Photo Nov 29, 5 54 12 PM

The Dirtbag Runners have proven to be true friends (and some of the most amazing people)

Then, there was Luis introducing the group to my dear friend Alison. Because of the welcoming feel of this group, she was able to open up to a room full of friends and strangers about her battle with Breast Cancer over the past year. I was tearing up listening to her, even though I knew her story already—and it was because I was so amazed by her courage to tell the room a short version of her journey. But why did she feel so comfortable? I think it is because we have all suffered together in many ways–typically this suffering is a physical nature that we bring on to ourselves by choice. She suffered for 16+ hours on the 50 mile course in 2012 at Red Rock.
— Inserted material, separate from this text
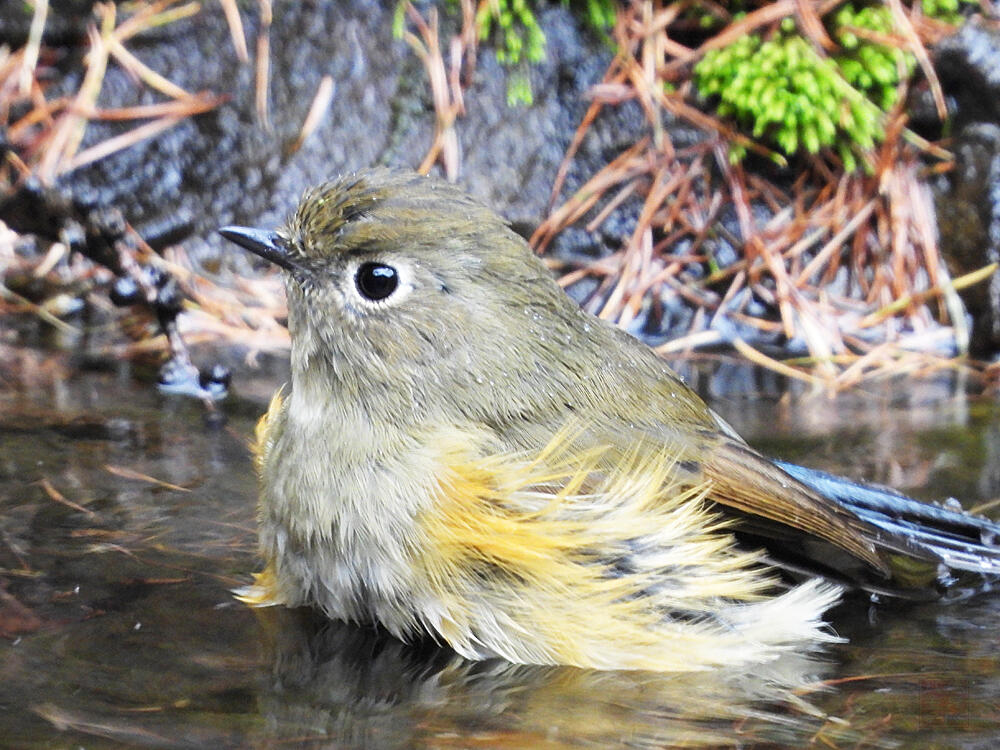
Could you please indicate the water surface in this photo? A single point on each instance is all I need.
(126, 516)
But it was her experience in doing so that made her feel like this was a safe community to share her personal journey.

And it is Alison’s courage and actions that have inspired me to open up more to both friends and strangers about my own struggles, whether it be depression, divorce or family interactions. Later on Saturday night, I was invited to dinner at my friend Amy’s cabin. There, I really opened up about my mental health issues. And had a great discussion on the topic of mental health and vulnerabilities that led me to want to write this blog post.

Photo Nov 29, 6 33 03 PM

Alison Bringing me to tears.

Thinking back over the past two years since my marriage fell apart, it is amazing the difference between not talking about it and feeling alone (I know the divorce rate in this country is hovering around 60%, but in my world I thought I was the only one and that something was wrong with me) and then talking to peers and finding out that they have been divorced too (and as awful as divorce can be on the soul, it was oddly comforting to know that I was far from alone).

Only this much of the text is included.